Ace Your Coding Interview — Blind 75 Solved and Explained — Part 8 Heaps

6 min readDec 11, 2022

This week we are going to shift our focus to heaps. A heap is a particular type of tree-based data structure with certain characteristics. The unique part of heaps is that the root will always be the largest or smallest element and the tree will adjust itself when this node is removed to have a new root with those characteristics.

I will attach a link from geeks for geeks that best explains the intricacies of how heaps function.

Heap Data Structure - GeeksforGeeks

www.geeksforgeeks.org

Another point to make before starting these questions is that even though we solve them by utilizing heaps, there are many other ways to approach a reasonable solution that are more efficient and faster. However, to focus on solving a few questions using heaps, we are going to utilize heaps in this section.

Blind 75 LeetCode Questions - LeetCode Discuss

leetcode.com

Question 1 — Find Median from Data Stream

Find Median from Data Stream - LeetCode

leetcode.com

Solution for Find Median from Data Stream

This question becomes one of the easier ones on the list once you figure out the main approach. The best way to approach a solution is by utilizing not one but two heaps. One to work as a max heap and one as a min-heap. What we come to realize is the largest number in the bottom half of the list and the smallest number in the top half of the list can be utilized to find the median.

Our Approach:

Let’s start by creating two heaps — a max and a min heap. This is done by establishing two priority queues, one of which needs to be set up in reverse order. The reason for creating a min and a max heap is so that when peeking at the two heaps separately, we get the max from the bottom half and the min from the top half.
We make a method so we can add values into our separate heaps accordingly. We start by adding the value to our max heap and follow this by balancing out the min and max heap. How does this balancing occur? We move the largest element from the max heap to the min heap when necessary. If the size of the two heaps doesn’t match after this operation, move the smallest element from the min to the max heap to restore balance.
Our find median method is relatively straightforward at this point. All the complicated work is done. If the length of max and min heaps don’t match, we simply return the largest element of the max heap as it will be representing the median value. If the two heaps are equal in length this means the largest number from the max heap and the smallest number from the min heap can be added and divided by two to get the average. Due to the design of our heaps, this operation can be done by polling both heaps to get the according numbers.

Question 2- Merge K-Sorted-Lists

Merge k Sorted Lists - LeetCode

leetcode.com

This question uses some of our knowledge from the previous linked list section in combination with heaps to achieve a working solution. Questions that incorporate multiple topics like this are great to practice as it helps you practice skills from both topics simultaneously.

Our Approach:

To generate our heap we create a priority queue. We need to identify how our priority queue will be sorting the nodes. To accomplish we use a lambda expression that checks the value difference between two elements as a driving factor.
We need two nodes to accomplish our goal — one node for traversal and one to serve as our result. After creating these two nodes which we will use to sort our lists, we loop through all the available lists to our heap. At this moment our heap contains all the necessary lists, however, it is yet to be sorted.
Now, we can go into our heap and place nodes onto our result node until our heap is empty. This is where our traversal node comes into play. We retrieve the top heap element and assign it to a temporary node. This creates a cache-like scenario where the element we need can be accessed directly through this temp node rather than the heap itself.
Next, we point our traversal node to the temporary node and push the traversal node forward.
We need to add our next element back into the heap to restore the list we have taken out. So as you can see here, whenever we deal with a list we take out the necessary piece insert it into our root to complete, and return the list to the heap to poll from next time. So, if the next item in the list is not null add it back into the heap to be used for the next iteration.
After the heap is empty it means we have exhausted all the nodes in every list. We can return our sorted list.

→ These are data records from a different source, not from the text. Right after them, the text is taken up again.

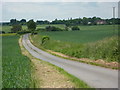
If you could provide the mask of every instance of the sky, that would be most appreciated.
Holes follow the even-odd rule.
[[[20,0],[19,0],[20,1]],[[35,1],[35,0],[34,0]],[[1,4],[0,4],[1,5]],[[112,18],[112,8],[116,7],[115,14],[118,17],[118,2],[2,2],[2,20],[10,19],[34,19],[49,20],[101,17]]]

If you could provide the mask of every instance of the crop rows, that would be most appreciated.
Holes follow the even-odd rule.
[[[21,54],[18,36],[2,38],[3,88],[29,88],[32,85],[31,62]]]

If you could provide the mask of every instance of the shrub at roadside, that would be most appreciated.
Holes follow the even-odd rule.
[[[49,36],[43,36],[42,37],[41,45],[43,45],[44,43],[46,43],[48,40],[50,40]]]

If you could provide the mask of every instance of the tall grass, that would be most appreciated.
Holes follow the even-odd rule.
[[[3,88],[31,87],[31,62],[21,54],[18,36],[3,36],[2,39],[2,79]]]
[[[118,37],[112,36],[99,40],[97,42],[79,44],[79,43],[68,43],[56,40],[50,40],[44,45],[40,45],[40,37],[32,37],[34,44],[39,48],[45,48],[63,54],[77,57],[77,58],[90,58],[93,60],[103,59],[108,62],[118,62]]]
[[[82,57],[118,62],[118,36],[88,43],[82,50]]]

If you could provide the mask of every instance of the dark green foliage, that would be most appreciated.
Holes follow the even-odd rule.
[[[33,35],[36,35],[36,34],[38,34],[38,32],[37,32],[37,31],[34,31],[34,32],[33,32]]]
[[[31,33],[33,34],[35,29],[36,29],[36,23],[33,20],[29,20],[27,22],[27,27],[31,31]]]
[[[20,23],[21,23],[21,25],[26,25],[26,19],[21,19]]]
[[[18,36],[2,38],[2,85],[3,88],[30,88],[31,61],[23,56]]]
[[[82,23],[83,25],[88,25],[89,19],[86,17],[83,17]]]
[[[120,19],[119,18],[111,18],[111,19],[102,19],[100,17],[83,17],[83,18],[76,18],[76,19],[68,19],[68,20],[58,20],[55,19],[52,22],[48,20],[37,20],[36,24],[41,25],[41,24],[65,24],[66,26],[73,26],[73,25],[97,25],[97,21],[105,21],[103,24],[111,25],[111,24],[120,24]],[[21,19],[20,21],[16,19],[11,19],[10,23],[9,22],[2,22],[2,25],[14,25],[14,24],[22,24],[26,25],[26,20]]]
[[[100,17],[91,17],[91,18],[87,18],[87,17],[83,17],[83,18],[76,18],[76,19],[68,19],[68,20],[57,20],[55,19],[54,21],[51,22],[51,24],[65,24],[66,26],[74,26],[74,25],[97,25],[97,21],[104,21],[105,23],[103,24],[120,24],[120,19],[119,18],[115,18],[115,20],[113,20],[113,18],[111,19],[102,19]]]
[[[42,43],[41,43],[41,44],[46,43],[48,40],[50,40],[49,36],[43,36],[43,37],[42,37]]]
[[[26,33],[31,33],[31,31],[19,31],[19,32],[17,32],[17,34],[20,34],[20,35],[26,34]]]
[[[47,20],[45,20],[45,21],[39,21],[39,20],[37,20],[37,22],[36,22],[37,24],[49,24],[50,22],[49,21],[47,21]]]
[[[15,33],[15,32],[8,32],[8,33]]]
[[[5,34],[5,31],[0,31],[0,34]]]
[[[63,31],[61,28],[54,26],[46,26],[46,31]]]
[[[16,19],[11,19],[10,20],[10,25],[15,25],[17,23],[17,20]]]
[[[80,29],[79,29],[79,27],[77,27],[77,26],[73,26],[73,27],[72,27],[72,30],[75,31],[75,30],[80,30]]]
[[[11,32],[18,32],[18,31],[21,31],[22,30],[22,26],[20,24],[15,24],[15,25],[12,25],[12,28],[11,28]]]

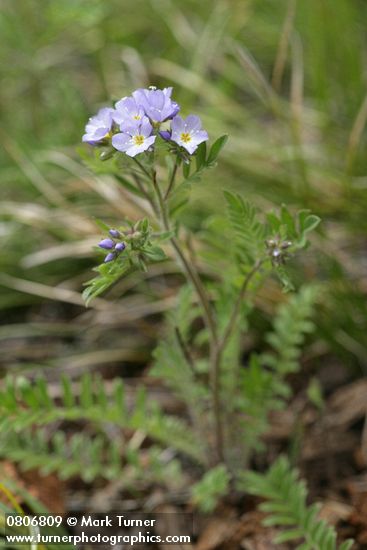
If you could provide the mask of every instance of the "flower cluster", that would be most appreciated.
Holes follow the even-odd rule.
[[[271,263],[274,266],[285,264],[289,258],[288,249],[292,246],[291,241],[283,241],[279,237],[265,241]]]
[[[126,248],[126,244],[121,241],[122,235],[120,231],[117,231],[117,229],[110,229],[109,234],[111,237],[113,237],[112,239],[108,237],[107,239],[103,239],[100,243],[98,243],[98,246],[100,248],[109,251],[104,259],[105,263],[115,260],[117,256],[121,254],[121,252],[123,252]],[[116,239],[117,242],[114,239]]]
[[[180,106],[171,99],[172,88],[135,90],[118,101],[115,108],[100,109],[89,119],[83,141],[91,145],[111,143],[130,157],[150,151],[157,137],[183,147],[192,155],[208,139],[196,115],[183,119]],[[165,128],[162,129],[161,125]]]

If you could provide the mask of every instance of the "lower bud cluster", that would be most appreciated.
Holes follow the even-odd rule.
[[[108,237],[106,239],[102,239],[102,241],[98,243],[100,248],[109,251],[104,259],[105,263],[115,260],[117,256],[126,248],[126,244],[121,240],[122,235],[120,231],[117,231],[117,229],[110,229],[109,234],[112,239],[111,237]]]

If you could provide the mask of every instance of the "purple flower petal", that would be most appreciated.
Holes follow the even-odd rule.
[[[176,116],[171,124],[172,136],[171,139],[192,155],[198,145],[203,141],[207,141],[208,133],[201,130],[201,120],[196,115],[189,115],[186,120],[180,116]]]
[[[104,263],[112,262],[116,258],[116,254],[114,252],[110,252],[107,254],[107,256],[104,259]]]
[[[180,117],[180,115],[175,116],[175,118],[171,122],[172,135],[178,132],[183,132],[184,126],[185,126],[185,123],[183,119]]]
[[[185,127],[187,130],[197,132],[201,129],[201,120],[197,115],[189,115],[186,117]]]
[[[171,133],[168,132],[168,130],[161,130],[159,132],[159,135],[161,138],[165,139],[166,141],[169,141],[171,139]]]
[[[140,126],[140,133],[142,136],[149,137],[152,134],[152,125],[147,117],[144,117]]]
[[[104,248],[105,250],[110,250],[115,246],[115,243],[112,239],[103,239],[98,246]]]
[[[173,118],[180,107],[171,100],[172,88],[143,89],[140,88],[133,92],[133,98],[141,106],[146,115],[155,122],[163,122]]]
[[[122,252],[123,250],[125,250],[125,248],[125,243],[117,243],[117,245],[115,246],[115,250],[117,250],[117,252]]]
[[[144,116],[144,109],[133,97],[123,97],[115,105],[113,119],[117,124],[129,122],[138,125]]]
[[[118,239],[119,237],[121,237],[121,233],[120,231],[117,231],[117,229],[110,229],[108,232],[111,235],[111,237],[114,237],[115,239]]]
[[[104,107],[100,109],[94,117],[91,117],[85,127],[85,134],[82,137],[82,141],[96,145],[99,141],[104,139],[111,131],[113,112],[113,109],[110,107]]]
[[[141,137],[141,136],[137,136],[137,137]],[[134,142],[133,145],[129,147],[129,149],[127,149],[126,154],[129,157],[135,157],[136,155],[139,155],[139,153],[144,153],[144,151],[146,151],[147,149],[149,149],[151,145],[153,145],[153,143],[155,142],[155,138],[156,136],[151,136],[151,137],[144,138],[143,143]],[[132,141],[133,140],[134,138],[132,139]]]
[[[112,136],[112,145],[118,151],[125,153],[131,145],[131,136],[129,134],[115,134]]]

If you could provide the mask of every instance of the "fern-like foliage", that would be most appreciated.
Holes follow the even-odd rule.
[[[302,344],[314,329],[311,316],[317,288],[303,287],[278,310],[273,330],[266,336],[273,353],[252,354],[247,368],[241,372],[243,393],[237,407],[244,414],[246,453],[261,449],[261,435],[269,426],[268,416],[281,409],[290,395],[286,376],[300,369]]]
[[[231,476],[223,464],[215,466],[192,489],[193,503],[205,513],[212,512],[220,497],[227,494]]]
[[[122,470],[117,443],[84,433],[67,438],[62,431],[49,437],[45,429],[8,432],[1,437],[0,456],[25,470],[38,468],[44,475],[57,472],[62,479],[78,475],[86,482],[97,477],[113,479]]]
[[[298,472],[285,457],[280,457],[266,474],[243,473],[239,486],[268,500],[259,506],[268,514],[264,525],[283,529],[274,543],[295,541],[298,550],[349,550],[352,547],[352,540],[338,546],[334,528],[318,518],[319,506],[307,505],[305,483],[299,480]]]
[[[241,265],[251,265],[264,250],[264,224],[258,219],[256,208],[240,195],[225,191],[224,196],[236,238],[238,261]]]
[[[191,356],[191,327],[199,315],[191,287],[184,286],[178,295],[177,307],[167,314],[166,334],[154,351],[155,362],[150,371],[187,405],[196,421],[204,414],[209,399],[208,387],[198,380],[197,366]]]
[[[265,337],[275,353],[262,354],[261,362],[281,376],[299,370],[305,336],[315,328],[311,316],[317,293],[316,286],[304,286],[282,304],[275,316],[272,331]]]
[[[97,426],[111,423],[120,428],[140,430],[157,442],[203,461],[200,441],[192,435],[187,424],[164,414],[157,402],[147,399],[143,388],[138,392],[135,405],[129,408],[120,379],[115,380],[111,392],[107,392],[99,377],[85,374],[76,397],[70,380],[64,377],[62,395],[57,403],[42,377],[32,383],[25,378],[6,380],[0,390],[0,434],[3,438],[9,432],[21,432],[59,420],[85,420]],[[0,453],[6,457],[1,444]]]
[[[127,488],[136,488],[137,480],[164,482],[181,478],[180,464],[161,460],[161,449],[152,446],[145,452],[144,463],[133,448],[123,448],[118,440],[105,435],[64,431],[51,436],[45,428],[8,432],[1,437],[0,456],[19,464],[23,470],[37,468],[43,475],[57,473],[61,479],[78,476],[86,483],[96,478],[121,479]],[[149,464],[149,472],[147,472]]]

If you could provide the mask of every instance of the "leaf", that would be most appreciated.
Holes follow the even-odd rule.
[[[281,544],[283,542],[288,542],[294,539],[302,538],[303,533],[301,529],[289,529],[289,531],[284,531],[274,538],[275,544]]]
[[[274,539],[276,544],[304,539],[297,546],[298,550],[337,550],[335,529],[325,520],[318,519],[318,505],[307,506],[305,483],[285,457],[279,457],[265,474],[243,472],[239,488],[269,500],[266,507],[269,514],[264,525],[284,526],[284,531]],[[339,550],[349,550],[351,543],[345,541]]]
[[[131,269],[132,265],[127,259],[115,260],[95,268],[94,271],[97,271],[98,275],[86,283],[87,288],[84,289],[82,294],[86,306],[90,304],[93,298],[105,292]]]
[[[352,539],[348,539],[339,546],[339,550],[350,550],[353,544],[354,544],[354,541]]]
[[[110,230],[110,226],[107,225],[104,221],[94,218],[95,224],[98,225],[98,227],[103,231],[103,233],[108,233]]]
[[[191,169],[191,163],[184,162],[182,165],[182,173],[185,179],[187,179],[190,176],[190,169]]]
[[[228,216],[235,233],[235,242],[240,264],[253,264],[264,248],[265,229],[257,219],[256,209],[242,197],[224,191]]]
[[[287,293],[287,292],[292,292],[292,291],[295,290],[294,285],[293,285],[286,269],[284,268],[284,266],[282,266],[282,265],[277,266],[276,269],[275,269],[275,272],[278,275],[278,278],[279,278],[280,282],[283,285],[283,292]]]
[[[307,244],[307,234],[316,229],[321,218],[315,214],[309,214],[308,210],[301,210],[298,214],[300,236],[297,242],[298,248],[304,248]]]
[[[278,218],[278,216],[275,214],[275,212],[268,212],[266,214],[266,218],[272,229],[272,233],[278,233],[281,226],[281,221]]]
[[[206,142],[200,143],[195,153],[196,158],[196,171],[201,170],[206,165]]]
[[[146,246],[143,248],[143,253],[152,262],[162,262],[167,259],[164,250],[160,246]]]
[[[215,161],[219,156],[219,153],[221,152],[221,150],[223,149],[227,141],[228,141],[228,135],[224,134],[213,143],[208,155],[208,159],[206,161],[207,166],[212,166],[215,163]]]
[[[227,494],[229,482],[230,475],[223,464],[212,468],[192,487],[194,503],[203,512],[212,512],[220,497]]]
[[[287,228],[287,236],[291,239],[295,239],[297,237],[296,225],[294,223],[293,216],[290,214],[285,204],[282,204],[281,206],[280,219],[282,224],[284,224]]]

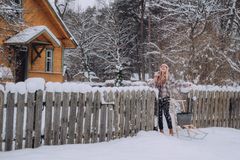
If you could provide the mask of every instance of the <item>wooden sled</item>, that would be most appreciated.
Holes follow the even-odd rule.
[[[196,128],[192,124],[193,114],[191,109],[187,109],[185,106],[185,100],[175,100],[180,108],[180,112],[176,113],[174,110],[173,123],[175,123],[177,137],[185,137],[188,139],[204,139],[208,133]]]

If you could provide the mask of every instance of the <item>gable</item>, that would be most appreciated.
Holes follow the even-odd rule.
[[[28,26],[47,26],[59,39],[64,48],[76,48],[77,42],[58,17],[48,0],[25,0],[24,19]]]

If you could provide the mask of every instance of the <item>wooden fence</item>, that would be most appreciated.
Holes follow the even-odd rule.
[[[104,142],[153,130],[155,98],[150,90],[7,97],[0,91],[0,151]]]
[[[231,127],[240,129],[240,92],[192,91],[188,108],[196,127]]]

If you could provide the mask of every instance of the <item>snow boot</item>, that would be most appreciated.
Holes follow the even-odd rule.
[[[173,129],[169,129],[169,135],[173,136]]]

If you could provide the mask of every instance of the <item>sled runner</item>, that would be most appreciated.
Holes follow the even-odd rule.
[[[192,124],[192,108],[186,108],[186,100],[173,99],[172,101],[173,105],[175,105],[175,109],[173,109],[173,123],[175,123],[177,137],[204,139],[208,133],[196,128]]]

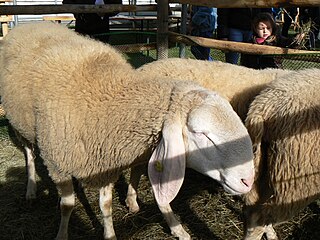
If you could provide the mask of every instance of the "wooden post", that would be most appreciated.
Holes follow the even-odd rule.
[[[0,0],[0,5],[4,5],[6,2],[12,2],[12,0]],[[6,36],[9,32],[9,22],[13,21],[11,15],[0,15],[0,23],[2,29],[2,37]]]
[[[168,0],[158,0],[157,3],[157,59],[168,58]]]
[[[2,28],[2,36],[5,37],[9,32],[8,23],[7,22],[2,22],[1,23],[1,28]]]
[[[181,8],[181,34],[187,34],[187,4],[182,4]],[[179,45],[179,57],[185,58],[186,57],[186,44],[180,43]]]

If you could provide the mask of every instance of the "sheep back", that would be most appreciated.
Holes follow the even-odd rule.
[[[192,80],[226,97],[241,119],[245,119],[253,98],[276,77],[290,71],[280,69],[255,70],[220,61],[169,58],[138,68],[152,76]]]
[[[26,34],[29,41],[37,39],[37,26],[30,26],[35,29]],[[171,99],[203,88],[194,82],[145,78],[112,47],[73,32],[68,33],[70,41],[69,36],[53,40],[54,28],[71,30],[50,27],[47,37],[52,41],[42,48],[28,48],[23,28],[5,39],[3,56],[19,52],[1,74],[9,121],[37,143],[54,182],[70,176],[92,186],[114,182],[123,169],[151,156]],[[21,104],[23,112],[16,110]],[[187,115],[190,106],[178,105],[177,111]]]
[[[44,53],[53,46],[59,51],[59,48],[63,49],[65,44],[79,51],[61,52],[60,55],[65,54],[65,56],[57,62],[50,61],[49,55],[46,59],[45,57],[40,59],[41,54],[39,53]],[[52,84],[61,84],[60,87],[55,86],[60,92],[66,83],[58,82],[59,77],[64,75],[63,79],[68,79],[72,72],[78,71],[79,59],[82,59],[82,53],[85,51],[99,49],[100,52],[103,52],[107,50],[112,55],[114,64],[126,64],[126,60],[120,54],[115,54],[116,51],[112,48],[84,37],[79,38],[75,32],[54,23],[17,26],[4,38],[2,48],[0,55],[2,104],[4,109],[10,109],[7,111],[7,118],[10,122],[32,143],[35,142],[35,116],[32,112],[38,100],[37,92],[44,91],[42,88],[48,84],[48,82],[44,83],[45,79],[41,79],[42,77],[47,78],[43,73],[52,73],[53,78],[56,79]],[[43,61],[41,63],[42,74],[38,70],[41,61]]]
[[[258,225],[289,220],[320,197],[320,70],[279,78],[250,105],[256,183],[245,195]]]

Question 3 — Top K-Frequent Elements

https://leetcode.com/problems/top-k-frequent-elements/

The approach we took for this problem utilizes a HashMap to create key value relationships and a heap that is sorted by the value of the HashMap. As I discussed in the introduction there are many other ways to solve this problem more efficiently and faster, however, for the sake of staying on the topic a heap is being utilized in our solution. Check out this solution below to see an alternative way to approach the question.

Alternative Solution:

Our Approach:

Create a HashMap that used to store integer values and their frequencies
Add all the numbers from the array into the HashMap if the number is already in the HashMap update frequency accordingly.
Create a heap by utilizing a priority queue. Use the value in the HashMap as the determining filter when adding into the heap.
Add all the key values from the HashMap into the heap. Since we have already identified the sorting when the priority queue was initialized when items are added they are already going to be ordered in what we need them to be.
Since they are already in the order we need them to be in. We can finish this problem by polling all the elements from the heap and adding them into an array.